Luther schaffte es nicht weit, bevor er beschloss sich umzudrehen, um zum Jahrmarkt zurückzukehren. So sehr er es auch hasste dies zuzugeben, Lady Diana hatte Recht gehabt. Der Jahrmarkt würde ihm eine Atempause vom Kummer geben, den er mit sich trug, und es würde die Wünsche seines Vaters ehren.

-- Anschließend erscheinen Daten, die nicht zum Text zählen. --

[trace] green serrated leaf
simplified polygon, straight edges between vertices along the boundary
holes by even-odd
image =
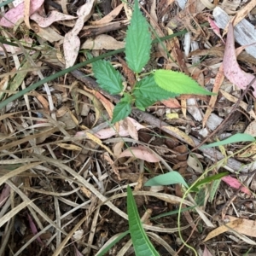
[[[213,181],[212,185],[211,187],[211,190],[210,190],[210,195],[209,195],[209,199],[208,199],[209,202],[212,202],[212,201],[215,197],[215,194],[217,193],[218,189],[219,187],[220,183],[221,183],[221,179],[216,179]]]
[[[97,61],[92,64],[92,70],[102,89],[110,94],[119,94],[123,90],[122,77],[110,62]]]
[[[136,97],[136,107],[143,111],[156,101],[173,98],[178,96],[159,87],[153,75],[148,76],[137,82],[133,89],[133,95]]]
[[[117,103],[113,108],[113,119],[111,120],[112,124],[119,122],[127,117],[131,112],[131,102],[125,101],[125,99],[121,99],[119,103]]]
[[[140,220],[131,188],[127,187],[127,212],[130,234],[136,256],[159,256]]]
[[[129,67],[140,73],[149,61],[151,36],[147,20],[139,10],[138,1],[135,0],[134,12],[128,26],[125,38],[125,59]]]
[[[150,178],[145,183],[144,186],[165,186],[177,183],[181,183],[189,188],[183,177],[177,172],[172,171]]]
[[[145,111],[146,108],[152,106],[152,104],[154,104],[155,102],[155,101],[151,101],[149,99],[147,98],[139,98],[139,97],[136,97],[135,99],[135,106],[143,111]]]
[[[208,145],[201,146],[200,147],[200,148],[204,149],[204,148],[218,147],[221,145],[226,145],[226,144],[230,144],[235,143],[244,143],[244,142],[255,142],[255,138],[253,136],[247,133],[236,133],[235,135],[230,136],[227,139],[224,139],[220,142],[210,143]]]
[[[164,90],[177,94],[215,95],[201,87],[190,77],[172,70],[156,70],[154,73],[155,83]]]
[[[201,187],[199,192],[195,195],[195,201],[199,207],[202,207],[206,198],[206,188]]]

Lady Diana war in den Jahren, in denen er fort gewesen war, erwachsen geworden. In seinen Augen war sie noch immer ein kleines Mädchen und würde das auch bleiben. Er war fünf Jahre älter als sie und er konnte das Balg, das ihm über die Jahre hinterhergetrottet war, nicht abschütteln. Zumindest war sie genug erwachsen geworden, um einzusehen, dass sie nicht immer ihren Kopf durchsetzen konnte. Sie war vorhin höflich und aufmunternd gewesen. Er konnte das respektieren. Was er nicht wollte, war sie zu heiraten – auch wenn es der letzte Wunsch seines Vaters gewesen war. Luther wollte nicht aus Pflicht heiraten, zumindest noch nicht. Er könnte die Möglichkeit vielleicht viele Jahre in der Zukunft bedenken. Sein Herz war zu schwer für irgendeinen Gedanken an ein Ehebündnis.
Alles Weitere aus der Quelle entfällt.